The smoke and thunder of another battle drifted from those grounds on which Versailles had never stood.
“London and Paris were a lot bigger in the other history.” Tamberly sounded quite subdued.
“I guess the power in this one, that’s now collapsed, lay farther south or east,” Everard sighed.
“Shall we go see?”
“No. No reason to, and we’ve plenty else ahead of us. We’ve confirmed what I suspected, which was the main purpose of this junket.”
Interest livened Tamberly’s tone. “What’s that?”
“You didn’t know? Sorry, I forgot to explain. It seemed obvious to me. But your field is natural history.” Everard drew breath. “Before we try again to correct matters, we have to make certain that this, too, hasn’t been due to any time travelers, whether by accident or on purpose. Our operatives pastward are working on that, of course, but I figured we could quickly pick up an important piece of the evidence by reconnoitering far uptime. If someone in the twelfth century did have some scheme, today the world would doubtless look very strange. Instead, what we’ve seen indicates a, uh, a hegemony over Western civilization, an empire that never had any Renaissance or scientific revolution either, and at last fell apart. So I think we can assume no conscious agency acted; and a blunder is extremely unlikely. Once again, what we’re up against is quantum chaos, randomness, events gone wild of their own accord.”

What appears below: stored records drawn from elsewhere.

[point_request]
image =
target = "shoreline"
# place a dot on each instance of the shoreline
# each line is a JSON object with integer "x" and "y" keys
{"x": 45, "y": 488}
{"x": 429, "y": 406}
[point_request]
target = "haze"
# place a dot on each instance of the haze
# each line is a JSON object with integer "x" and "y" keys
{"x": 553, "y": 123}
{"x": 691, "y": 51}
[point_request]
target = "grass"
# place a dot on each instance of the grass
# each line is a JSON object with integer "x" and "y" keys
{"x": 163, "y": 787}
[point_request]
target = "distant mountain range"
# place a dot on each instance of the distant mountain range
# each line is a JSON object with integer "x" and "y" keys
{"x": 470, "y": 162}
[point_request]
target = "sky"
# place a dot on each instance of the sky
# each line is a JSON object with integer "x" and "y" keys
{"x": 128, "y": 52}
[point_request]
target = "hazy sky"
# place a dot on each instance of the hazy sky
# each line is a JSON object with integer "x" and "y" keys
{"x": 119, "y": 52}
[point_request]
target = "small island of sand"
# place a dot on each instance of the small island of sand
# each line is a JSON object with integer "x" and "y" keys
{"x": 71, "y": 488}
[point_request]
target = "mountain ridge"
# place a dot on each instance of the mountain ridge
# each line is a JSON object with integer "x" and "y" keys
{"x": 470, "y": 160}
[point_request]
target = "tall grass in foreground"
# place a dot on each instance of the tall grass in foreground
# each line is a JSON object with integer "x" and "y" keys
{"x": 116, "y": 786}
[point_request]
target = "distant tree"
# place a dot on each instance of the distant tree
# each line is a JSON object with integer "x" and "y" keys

Novak spoke uneasily: “Sir, does that not make our task still more difficult and dangerous?”
Everard’s mouth tightened. “It sure does.”
“What can we do?” Tamberly asked low.
“Well,” Everard said, “by ‘randomness’ I don’t mean that things have taken this direction without any cause. In human terms, people have done whatever they did for their own reasons. It just happens that what they did was
different from what they did in our history. We’ve got to find that turning point—or fulcrum point—and see if we can’t swing the lever back the way we want it to act. Okay, let’s return to base.”
Tamberly interrupted before he could read off destination coordinates. “What’ll we do then?”
“I’ll see what the investigators have found out, and on that basis try a little further detective work. You, well, probably you’d best proceed to your naturalist station.”